Another day, another No Man’s Sky story. This time it’s not about the game itself or its ever-dwindling player numbers, but a strange incident involving creator Hello Games’ Twitter account.
Both Hello Games and its founder, Sean Murray, have been incredibly quiet since the No Man’s Sky backlash reached its peak in mid-August. But on Friday, the company sent out a tweet stating: “No Man’s Sky was a mistake.”
This naturally caused quite a sensation. Was Hello Games actually admitting that NMS is flawed? It started to look as if this was this case, after a number of emails from both Murray and Hello games were sent to various publications verifying the tweet.
Murray’s email, which came with the subject line “An Official Statement from Hello Games,” placed much of the blame on Sony. The message alleged that the distributor forced Hello Games to release NMS early, resulting in key features being cut.

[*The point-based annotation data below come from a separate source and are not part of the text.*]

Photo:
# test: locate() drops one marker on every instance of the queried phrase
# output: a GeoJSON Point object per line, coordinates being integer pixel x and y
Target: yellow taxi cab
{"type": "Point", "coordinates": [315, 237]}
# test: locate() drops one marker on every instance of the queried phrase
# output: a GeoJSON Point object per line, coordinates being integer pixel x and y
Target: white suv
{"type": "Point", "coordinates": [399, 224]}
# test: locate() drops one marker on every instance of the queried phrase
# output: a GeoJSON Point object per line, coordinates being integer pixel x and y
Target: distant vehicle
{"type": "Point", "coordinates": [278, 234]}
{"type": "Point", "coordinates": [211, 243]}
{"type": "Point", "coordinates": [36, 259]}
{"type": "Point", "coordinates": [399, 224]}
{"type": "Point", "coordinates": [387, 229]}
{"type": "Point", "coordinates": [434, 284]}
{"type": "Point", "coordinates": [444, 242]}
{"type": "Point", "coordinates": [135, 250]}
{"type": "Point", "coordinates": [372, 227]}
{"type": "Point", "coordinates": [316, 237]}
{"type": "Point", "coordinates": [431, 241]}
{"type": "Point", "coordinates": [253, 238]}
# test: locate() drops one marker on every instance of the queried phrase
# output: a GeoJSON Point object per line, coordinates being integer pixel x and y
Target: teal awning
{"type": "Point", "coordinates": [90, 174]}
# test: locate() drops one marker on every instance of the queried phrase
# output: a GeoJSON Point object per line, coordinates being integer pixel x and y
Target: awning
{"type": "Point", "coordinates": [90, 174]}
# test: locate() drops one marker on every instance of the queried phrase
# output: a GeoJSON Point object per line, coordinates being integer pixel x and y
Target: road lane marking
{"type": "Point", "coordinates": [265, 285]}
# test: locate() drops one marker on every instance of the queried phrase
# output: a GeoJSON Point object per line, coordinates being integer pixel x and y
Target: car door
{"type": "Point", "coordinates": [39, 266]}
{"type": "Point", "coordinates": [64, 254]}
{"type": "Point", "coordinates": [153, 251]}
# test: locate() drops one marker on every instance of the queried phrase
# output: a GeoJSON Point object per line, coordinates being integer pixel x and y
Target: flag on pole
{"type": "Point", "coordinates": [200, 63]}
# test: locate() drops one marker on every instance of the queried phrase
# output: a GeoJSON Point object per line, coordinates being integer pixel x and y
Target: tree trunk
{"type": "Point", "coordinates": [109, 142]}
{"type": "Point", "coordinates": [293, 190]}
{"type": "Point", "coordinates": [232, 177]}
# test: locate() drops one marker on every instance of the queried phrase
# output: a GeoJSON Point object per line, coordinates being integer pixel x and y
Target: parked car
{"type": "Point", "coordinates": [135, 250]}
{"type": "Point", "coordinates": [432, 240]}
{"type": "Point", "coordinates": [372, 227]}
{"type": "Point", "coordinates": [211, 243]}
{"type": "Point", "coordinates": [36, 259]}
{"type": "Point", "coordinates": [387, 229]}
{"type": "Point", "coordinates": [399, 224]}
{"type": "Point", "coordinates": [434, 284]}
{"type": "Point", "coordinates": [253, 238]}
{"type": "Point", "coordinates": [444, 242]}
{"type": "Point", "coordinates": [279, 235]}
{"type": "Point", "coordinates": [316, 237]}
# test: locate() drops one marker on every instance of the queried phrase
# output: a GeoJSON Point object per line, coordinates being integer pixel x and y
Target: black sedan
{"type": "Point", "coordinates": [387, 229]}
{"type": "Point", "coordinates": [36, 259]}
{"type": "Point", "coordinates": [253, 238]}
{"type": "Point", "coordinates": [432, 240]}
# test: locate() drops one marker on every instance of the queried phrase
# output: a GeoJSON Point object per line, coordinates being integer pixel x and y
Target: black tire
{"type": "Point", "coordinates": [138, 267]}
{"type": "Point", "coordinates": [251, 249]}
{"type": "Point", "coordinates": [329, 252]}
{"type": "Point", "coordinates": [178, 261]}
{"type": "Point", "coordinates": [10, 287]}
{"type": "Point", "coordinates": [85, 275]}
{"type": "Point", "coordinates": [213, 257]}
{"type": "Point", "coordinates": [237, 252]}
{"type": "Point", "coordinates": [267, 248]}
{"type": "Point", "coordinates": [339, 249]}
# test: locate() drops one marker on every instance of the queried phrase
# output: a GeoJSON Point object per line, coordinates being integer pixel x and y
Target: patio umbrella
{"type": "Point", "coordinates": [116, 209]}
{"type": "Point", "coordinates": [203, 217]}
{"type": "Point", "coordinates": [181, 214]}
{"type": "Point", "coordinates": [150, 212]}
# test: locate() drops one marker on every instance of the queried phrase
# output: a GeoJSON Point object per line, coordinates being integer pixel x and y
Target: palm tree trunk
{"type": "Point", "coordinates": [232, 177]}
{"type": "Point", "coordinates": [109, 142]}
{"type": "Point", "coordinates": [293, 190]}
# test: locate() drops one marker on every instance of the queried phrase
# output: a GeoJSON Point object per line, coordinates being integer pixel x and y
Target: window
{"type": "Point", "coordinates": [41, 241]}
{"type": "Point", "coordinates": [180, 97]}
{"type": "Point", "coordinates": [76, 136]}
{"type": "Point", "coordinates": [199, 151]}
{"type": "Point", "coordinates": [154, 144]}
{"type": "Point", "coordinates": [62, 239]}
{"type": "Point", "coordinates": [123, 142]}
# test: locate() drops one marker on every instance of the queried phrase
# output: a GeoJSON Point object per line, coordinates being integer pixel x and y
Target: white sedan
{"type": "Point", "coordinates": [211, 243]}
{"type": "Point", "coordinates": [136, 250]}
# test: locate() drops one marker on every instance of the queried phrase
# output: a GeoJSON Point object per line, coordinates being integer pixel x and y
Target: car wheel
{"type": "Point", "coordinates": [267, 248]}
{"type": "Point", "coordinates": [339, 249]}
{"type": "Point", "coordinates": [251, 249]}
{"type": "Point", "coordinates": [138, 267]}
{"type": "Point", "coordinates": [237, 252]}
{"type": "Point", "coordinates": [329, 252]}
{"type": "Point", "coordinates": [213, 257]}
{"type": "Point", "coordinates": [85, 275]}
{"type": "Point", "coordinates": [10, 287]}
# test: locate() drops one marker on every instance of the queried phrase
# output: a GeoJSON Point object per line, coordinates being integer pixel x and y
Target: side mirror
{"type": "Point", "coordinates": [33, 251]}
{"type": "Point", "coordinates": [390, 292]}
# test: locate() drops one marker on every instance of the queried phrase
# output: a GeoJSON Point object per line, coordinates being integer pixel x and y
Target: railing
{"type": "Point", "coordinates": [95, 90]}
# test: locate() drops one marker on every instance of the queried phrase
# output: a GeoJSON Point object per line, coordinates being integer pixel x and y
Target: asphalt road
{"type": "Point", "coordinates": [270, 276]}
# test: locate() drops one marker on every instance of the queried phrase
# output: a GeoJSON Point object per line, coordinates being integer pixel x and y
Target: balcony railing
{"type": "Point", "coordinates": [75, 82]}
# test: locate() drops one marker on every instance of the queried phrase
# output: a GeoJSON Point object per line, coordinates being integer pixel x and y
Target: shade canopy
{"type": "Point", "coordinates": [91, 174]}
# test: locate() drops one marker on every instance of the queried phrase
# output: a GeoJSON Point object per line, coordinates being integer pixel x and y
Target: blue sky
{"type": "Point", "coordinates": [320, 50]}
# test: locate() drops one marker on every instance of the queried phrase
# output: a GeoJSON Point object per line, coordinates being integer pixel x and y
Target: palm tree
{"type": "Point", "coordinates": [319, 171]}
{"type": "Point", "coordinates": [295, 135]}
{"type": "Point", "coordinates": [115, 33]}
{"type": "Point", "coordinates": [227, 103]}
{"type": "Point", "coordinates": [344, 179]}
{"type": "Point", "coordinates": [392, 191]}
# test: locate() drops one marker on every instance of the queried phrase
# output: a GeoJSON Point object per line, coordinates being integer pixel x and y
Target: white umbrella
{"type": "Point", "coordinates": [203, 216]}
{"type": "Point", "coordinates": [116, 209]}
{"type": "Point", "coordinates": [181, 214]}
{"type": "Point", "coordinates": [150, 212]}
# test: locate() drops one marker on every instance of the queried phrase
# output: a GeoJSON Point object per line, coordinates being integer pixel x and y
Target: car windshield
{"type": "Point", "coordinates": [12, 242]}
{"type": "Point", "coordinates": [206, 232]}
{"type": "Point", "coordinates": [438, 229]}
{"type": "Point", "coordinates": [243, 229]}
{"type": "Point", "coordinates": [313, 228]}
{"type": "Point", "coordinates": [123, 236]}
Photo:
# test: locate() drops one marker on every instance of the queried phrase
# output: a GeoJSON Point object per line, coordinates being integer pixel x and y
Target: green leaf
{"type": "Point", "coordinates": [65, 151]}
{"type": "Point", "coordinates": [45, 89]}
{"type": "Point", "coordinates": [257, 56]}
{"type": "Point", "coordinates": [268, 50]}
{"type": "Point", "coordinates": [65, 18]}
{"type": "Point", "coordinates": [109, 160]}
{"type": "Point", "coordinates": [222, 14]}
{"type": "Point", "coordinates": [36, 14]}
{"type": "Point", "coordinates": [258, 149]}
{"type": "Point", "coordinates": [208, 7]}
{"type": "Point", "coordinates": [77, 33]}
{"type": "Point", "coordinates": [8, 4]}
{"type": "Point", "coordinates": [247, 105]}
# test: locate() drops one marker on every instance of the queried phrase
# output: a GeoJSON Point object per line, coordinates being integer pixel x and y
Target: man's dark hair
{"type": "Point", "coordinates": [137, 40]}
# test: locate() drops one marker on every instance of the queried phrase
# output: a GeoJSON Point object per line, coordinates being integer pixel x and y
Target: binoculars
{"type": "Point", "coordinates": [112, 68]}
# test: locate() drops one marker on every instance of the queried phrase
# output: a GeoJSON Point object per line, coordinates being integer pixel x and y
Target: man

A different email, this one claiming to be from Hello Games, blamed the tweet on a “disgruntled employee,” which added to the confusion - was it talking about Murray? By this time, Hello Games’ twitter account had been set to private.
Eventually, all was revealed. It turned out that both Murray and Hello Games were victims of a hack. "Server hacked," Murray tweeted. "We're binging Mr Robot Episodes as quickly as we can looking for answers. Ep05 is a cracker,” he joked.
Server hacked. We're binging Mr Robot Episodes as quickly as we can looking for answers. Ep05 is a cracker— Sean Murray (@NoMansSky) October 28, 2016
It seems that LinkedIn was responsible for the compromised accounts. "If anything was a mistake, it was using Linked In without 2FA," Murray said in another Tweet. An hour later, Hello Games sent out the following message: “100% not hacked anymore... obviously those mails and that tweet were fake. Back to work.”
.@NoMansSky 100% not hacked anymore... obviously those mails and that tweet were fake. Back to work 💪🏻💪🏻💪🏻— Hello Games (@hellogames) October 28, 2016
It’s slightly damning that the first communication from Murray in over two months came as a result of a hack, and that’s assuming we’re being told the whole story. After everything that’s happened, you have to wonder if some of Hello Games’ staff really do believe that No Man's Sky was a mistake.